I came home blistering under that old man's tongue lashing.Would I able to weather his temper if I made a mistake which I was sure to make?But I had to learn to type .I kept mulling at this when I remembered the suggestion of the female typist who occasionally types my documents to go about it on my own and that constant practise would simplify my problem.This view was seconded by my second son.I took their advise and here I am plodding on doggedly.

I have a lot to blog but my lack of typing skills is hampering the process .This is either a boon to my viewers[if I have any] to be privy to my thoughts in small doses or a bane to such viewers who revel in my emotional outpourings!

Friday, January 1, 2010

Park

In the past 1 year I have added pounds of flesh owing to the renovation of the park .It was a cool,shady, quiet and green expanse in the heart of bustling Chennai.All the middle aged people living nearby trod it regularily and majestically to shed extra flab,to de stress , to socialise and to meditate.

It was a lovely stretch of greenery with lofty trees and green lawns that reminded me of ooty and Kodaikanal.
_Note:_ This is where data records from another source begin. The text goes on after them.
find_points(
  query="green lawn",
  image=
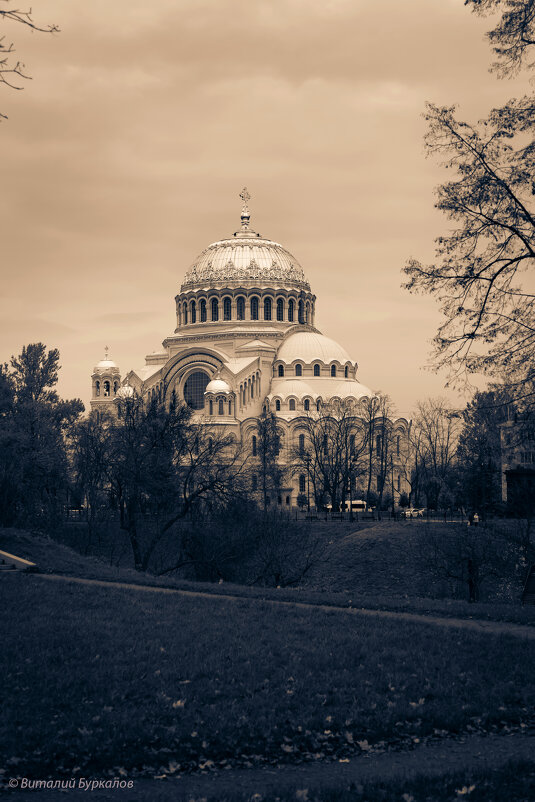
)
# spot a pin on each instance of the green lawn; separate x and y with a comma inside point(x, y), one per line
point(55, 557)
point(107, 679)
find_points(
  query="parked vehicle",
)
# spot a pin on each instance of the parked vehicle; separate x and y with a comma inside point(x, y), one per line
point(414, 512)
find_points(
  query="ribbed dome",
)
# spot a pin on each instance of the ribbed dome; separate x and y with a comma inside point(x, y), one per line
point(245, 259)
point(309, 346)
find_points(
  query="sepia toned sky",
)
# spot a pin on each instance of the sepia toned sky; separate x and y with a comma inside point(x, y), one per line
point(124, 156)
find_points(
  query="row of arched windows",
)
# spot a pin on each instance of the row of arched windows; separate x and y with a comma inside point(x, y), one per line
point(292, 405)
point(317, 370)
point(105, 388)
point(198, 311)
point(220, 406)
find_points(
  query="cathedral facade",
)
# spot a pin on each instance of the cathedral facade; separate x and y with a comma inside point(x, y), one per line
point(245, 341)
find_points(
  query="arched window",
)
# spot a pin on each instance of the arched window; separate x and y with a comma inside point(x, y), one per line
point(254, 308)
point(194, 388)
point(291, 307)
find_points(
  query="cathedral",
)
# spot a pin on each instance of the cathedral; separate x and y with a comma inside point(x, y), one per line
point(245, 340)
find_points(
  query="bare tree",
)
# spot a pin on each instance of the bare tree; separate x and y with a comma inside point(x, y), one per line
point(12, 71)
point(481, 276)
point(434, 439)
point(332, 452)
point(513, 36)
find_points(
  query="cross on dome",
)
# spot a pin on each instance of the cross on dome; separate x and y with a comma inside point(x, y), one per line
point(245, 214)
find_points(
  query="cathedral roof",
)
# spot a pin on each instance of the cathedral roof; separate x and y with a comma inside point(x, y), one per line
point(245, 259)
point(311, 346)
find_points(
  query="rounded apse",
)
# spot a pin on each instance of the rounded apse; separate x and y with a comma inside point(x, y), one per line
point(194, 388)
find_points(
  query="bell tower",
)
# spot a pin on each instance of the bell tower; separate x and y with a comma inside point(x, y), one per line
point(105, 381)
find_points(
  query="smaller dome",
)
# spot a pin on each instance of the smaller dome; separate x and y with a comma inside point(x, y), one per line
point(217, 386)
point(126, 391)
point(311, 346)
point(106, 363)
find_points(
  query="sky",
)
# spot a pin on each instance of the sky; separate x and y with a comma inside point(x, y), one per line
point(125, 154)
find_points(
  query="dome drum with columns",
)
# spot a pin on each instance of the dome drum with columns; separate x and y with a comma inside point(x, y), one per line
point(245, 340)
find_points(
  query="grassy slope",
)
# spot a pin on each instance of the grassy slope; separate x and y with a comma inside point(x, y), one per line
point(104, 678)
point(345, 578)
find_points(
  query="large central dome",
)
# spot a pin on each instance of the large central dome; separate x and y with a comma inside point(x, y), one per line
point(245, 259)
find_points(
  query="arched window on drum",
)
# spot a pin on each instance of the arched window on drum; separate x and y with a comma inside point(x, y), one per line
point(291, 310)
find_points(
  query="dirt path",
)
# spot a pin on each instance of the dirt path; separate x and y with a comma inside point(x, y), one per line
point(476, 625)
point(478, 752)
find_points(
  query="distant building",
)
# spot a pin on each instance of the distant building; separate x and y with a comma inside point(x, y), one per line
point(246, 341)
point(518, 463)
Fountains sprinkled water and rows and rows of flowering plants bordered the lawns.I could watch butterflies flitting around,clear the problems creasing my brow undisturbed and connect with nature and rejenuvate my flagging spirits.
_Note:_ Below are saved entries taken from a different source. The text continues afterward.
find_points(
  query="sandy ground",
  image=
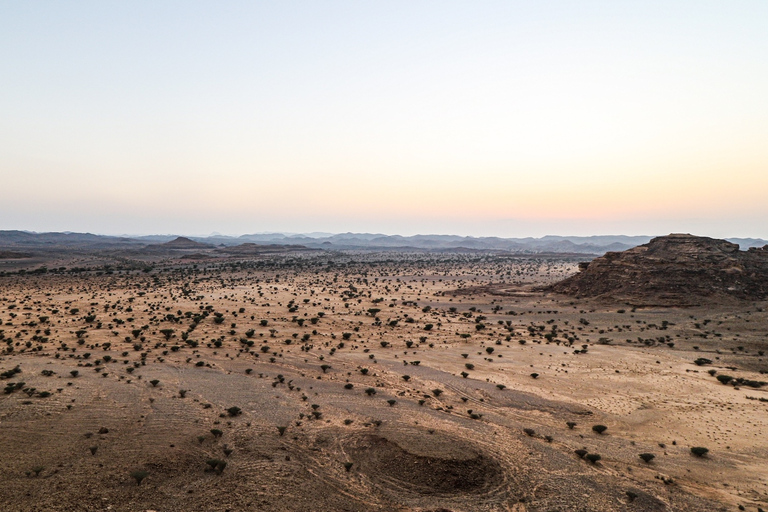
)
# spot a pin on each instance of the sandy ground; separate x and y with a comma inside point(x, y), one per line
point(370, 382)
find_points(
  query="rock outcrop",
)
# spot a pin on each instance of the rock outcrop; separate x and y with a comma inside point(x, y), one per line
point(185, 243)
point(673, 270)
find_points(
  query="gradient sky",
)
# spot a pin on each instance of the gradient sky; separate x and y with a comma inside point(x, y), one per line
point(508, 118)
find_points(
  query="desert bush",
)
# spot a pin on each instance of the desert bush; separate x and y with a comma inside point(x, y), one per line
point(699, 451)
point(139, 475)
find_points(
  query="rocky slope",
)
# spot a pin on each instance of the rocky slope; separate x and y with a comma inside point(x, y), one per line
point(677, 269)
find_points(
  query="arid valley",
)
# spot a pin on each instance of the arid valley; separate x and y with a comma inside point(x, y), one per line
point(370, 381)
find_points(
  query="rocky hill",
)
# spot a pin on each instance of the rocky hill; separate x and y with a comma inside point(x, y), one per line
point(185, 243)
point(677, 269)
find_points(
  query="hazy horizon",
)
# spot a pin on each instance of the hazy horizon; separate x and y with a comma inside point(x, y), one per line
point(492, 118)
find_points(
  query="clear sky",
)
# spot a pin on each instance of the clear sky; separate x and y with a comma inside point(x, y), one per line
point(505, 118)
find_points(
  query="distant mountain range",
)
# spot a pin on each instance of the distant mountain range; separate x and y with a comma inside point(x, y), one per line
point(599, 244)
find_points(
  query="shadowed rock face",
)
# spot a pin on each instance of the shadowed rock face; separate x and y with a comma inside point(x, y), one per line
point(673, 270)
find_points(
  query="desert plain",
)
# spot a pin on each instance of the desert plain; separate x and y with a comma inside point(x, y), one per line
point(354, 381)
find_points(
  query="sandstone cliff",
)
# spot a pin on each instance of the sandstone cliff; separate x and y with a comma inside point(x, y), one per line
point(673, 270)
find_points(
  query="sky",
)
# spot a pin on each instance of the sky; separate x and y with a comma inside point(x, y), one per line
point(485, 118)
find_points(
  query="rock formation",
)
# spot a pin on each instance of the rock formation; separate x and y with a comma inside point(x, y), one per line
point(673, 270)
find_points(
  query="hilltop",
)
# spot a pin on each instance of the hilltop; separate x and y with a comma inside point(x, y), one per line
point(678, 269)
All this turned topsy turvy when the Corporation cast its evil eye and descended with axes to chop of those friendly trees in name of renovation.Most of the walkers fled the scene and started trampling in a smaller park few kms away.I stuck on to my favourite green space though half of it was denuded by then.Walking in the park now was more or less like taking part in a obstacle race since the Corporation workers had dug up the well paved walk ways with vengence and had dumped the rubbish on the path!Uncowed by all these hurdles but all the while regretting all this wanton destruction I perseved and continued with my morning constitutional.

One day a strange smell emanated from the park .I saw 2 bulldozers on the rampage .They were busily shovelling and dumping the filth cleared from nearby sewers and from the faraway river bed of 'Cooum' the mega open drain of Chennai on the lawns .

The once lovely park became a nasty stinking place .That was the last straw and I lost my nerve and didn't visit it there after.

Now suddenly, after the park groaned and reeled under the uncalled for degradation nearly for a year with the Corporation going of into hibernation there is a bee hive of activity.Walk ways are being laid and red soil being strewn around and platforms are being raised. All this is in readiness to host the grand old man's daughter's pet project Chennai Sangamam to be held during Pongal.

The ruthless felling of trees and raising concrete platforms in name of beautification is to provide a stage for the scion to hold her annual mela and launch her to a promising political career.In the process the tax paying middle class who have been unceremoniously dislodged from their favourite walking space now trudge pathetically along dirty narrow roads dodging speeding motorists,and filling their lungs with black smoke .Middle aged women in their incongruous sports shoes and sarees and balding men in bermudas march on obeying the doctors advise to shed sedentary habits to keep their BP and sugar in control, cursing their fate for being born into the middle class that props up the populist moves of the politicians by sincerely paying taxes but is visited by ennui on polling days.